All’interno della Categoria abbiamo vissuto settimane, o meglio mesi, francamente convulsi. In qualche tratto, anche da facente funzioni, lei è sembrato ostinato, forse testardo, nel difendere il proprio punto di vista. Che può dire al riguardo?
Beh, dovrebbe essere a tutti chiaro che se il tratto, o meglio il modo di interloquire, si mantiene da sempre o quasi pacato e garbato, la difesa delle proprie idee, viceversa, si rivela granitica. Sul piano dei fatti e delle situazioni di enorme valore sostanziale e simbolico, segnalo, avuto riguardo alla nostra difesa del Circo classico, l’immane, instancabile e notevolmente costoso lavoro profuso, evidentemente con il consenso della famiglia, da Mirella e Valeria Valeriu.
Va evidenziata in questa sede la circostanza che, sia pure realtà d’impresa con circa 150 animali a carico, e quindi quanto mai coinvolta nella problematica, esse hanno messo a disposizione dell’Ente e della intera Categoria tutto quanto scoperto, studiato e speso per la causa, con un impegno che a livello europeo, per quello che io ne sappia, trova una – peraltro non omologa – similitudine nell’azione promossa da Martin Lacey.
Più che apprezzabile, poi, si è rivelata la costante attenzione nei confronti dell’emergenza in essere da parte di Tamara Bizzarro, di Eva e di Tara Cristiani, il cui fiato sul mio collo è stato quotidianamente avvertito.
Sul piano delle negatività quasi quotidianamente incassate, denuncio l’azione deleteria di una sorta di Corte dei Miracoli costituita da ex, mancati, falliti, vinti dalla vita, personaggi che, non avendo di che occuparsi dall’alba al tramonto, si sono dilettati meticolosamente “a dispensare serenità, rasserenare gli animi, gettare acqua piuttosto che benzina sul fuoco”, sempre male informati quando non addirittura disinformati.
Valga il vero: io non ho un circo, non ho animali che nel circo si esibiscono, non ho, caso più unico che raro, allo stato, rapporti di parentela o affinità con alcun circense. Ho adempiuto, viceversa, da più lustri, all’ufficio cattolico di padrino di battesimo e/o di cresima di numerose bambine e bambini, ovvero adolescenti di svariate famiglie circensi italiane, ed ho cercato costantemente di dare a detto ufficio un significato che superasse la cerimonia religiosa ed il banchetto di un giorno della vita.
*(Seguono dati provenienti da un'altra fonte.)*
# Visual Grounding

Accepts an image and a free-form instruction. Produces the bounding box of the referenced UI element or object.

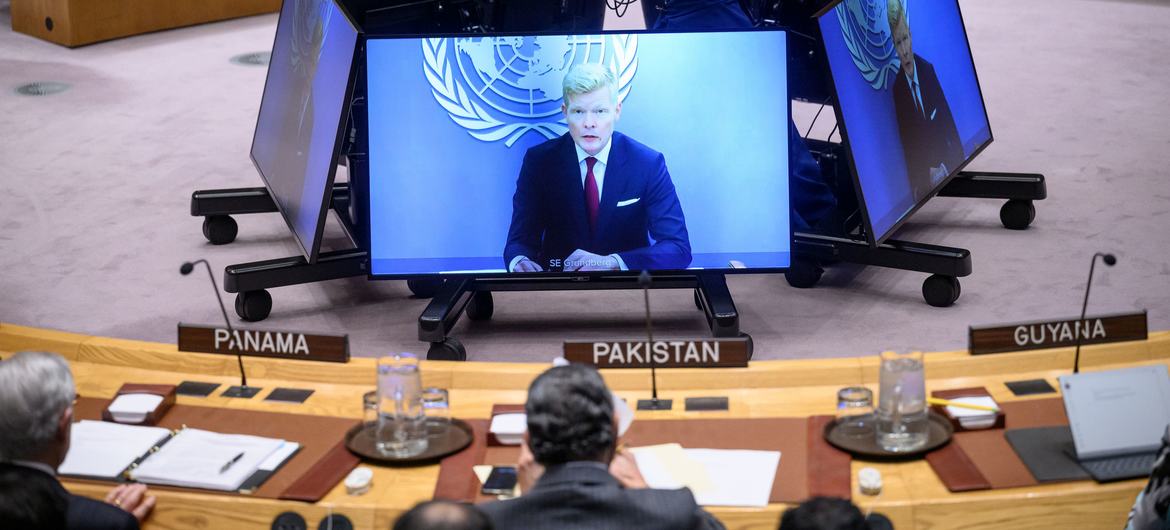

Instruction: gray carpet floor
[1,0,1167,362]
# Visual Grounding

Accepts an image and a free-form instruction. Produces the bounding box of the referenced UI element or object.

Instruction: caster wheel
[922,274,960,308]
[202,215,238,245]
[693,289,703,311]
[235,290,272,321]
[740,332,754,360]
[427,337,467,361]
[1000,199,1035,230]
[467,291,494,321]
[785,258,823,288]
[407,278,442,298]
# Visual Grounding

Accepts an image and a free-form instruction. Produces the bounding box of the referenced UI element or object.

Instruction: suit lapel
[558,134,590,242]
[594,133,628,246]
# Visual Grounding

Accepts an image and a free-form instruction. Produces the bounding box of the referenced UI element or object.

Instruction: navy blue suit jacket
[0,463,138,530]
[504,132,692,271]
[892,55,964,199]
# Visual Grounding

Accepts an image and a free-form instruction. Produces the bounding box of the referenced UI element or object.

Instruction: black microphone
[1073,253,1116,374]
[182,260,257,397]
[636,270,671,411]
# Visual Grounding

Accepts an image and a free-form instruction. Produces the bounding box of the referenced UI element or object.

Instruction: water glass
[376,353,428,458]
[421,387,451,437]
[876,350,928,453]
[835,387,875,438]
[362,390,378,426]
Sono da sempre fermamente convinto, e per questo da sempre mi batto, che l’unità della gente del Circo e la vigenza, per quanto possibile, di rapporti di reciproca tolleranza, seppure di non ideale amicizia tra le imprese circensi, sia obiettivo e con ciò stesso risultato, da perseguire con tigna e con testardaggine in qualche caso violentando anche l’evidenza della mancanza quasi radicale di volontà da parte di qualcuno. La lotta per la difesa del Circo classico portata avanti in questi ultimi due anni, ha sublimato, quand’anche ce ne fosse stato bisogno, la categoricità dell’impegno “intra moenia” per un dialogo e un confronto da cui scaturisca “extra moenia” un soggetto Circo compatto e risoluto nella sua determinazione ad annientare il nemico di turno. Il resto, per dirla alla Califano, è noia…
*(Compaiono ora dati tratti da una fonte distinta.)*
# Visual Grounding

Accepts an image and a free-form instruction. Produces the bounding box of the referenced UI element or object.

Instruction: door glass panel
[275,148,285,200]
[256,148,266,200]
Sullo sfondo, la Federazione Italiana dello Spettacolo Popolare resta il suo sogno?
E’ il sogno di chi aspira a vedere sacrosantamente riconosciute le prerogative culturali e socio-culturali di tutto quell’universo di artisti che da sempre rasserena l’anima del Popolo e non quello di pochi eletti, realizza una forma di spettacolo antichissima ma con un radioso futuro davanti, ripaga della stessa sprezzante moneta la lontananza, la freddezza o peggio la negazione di dignità culturale che gran parte della intellighenzia ufficiale gli dispensa da troppo tempo.
Se mercoledì 11 aprile il Circo riparte, si ponga quale locomotiva di un treno meraviglioso da condurre in stazione entro l’estate.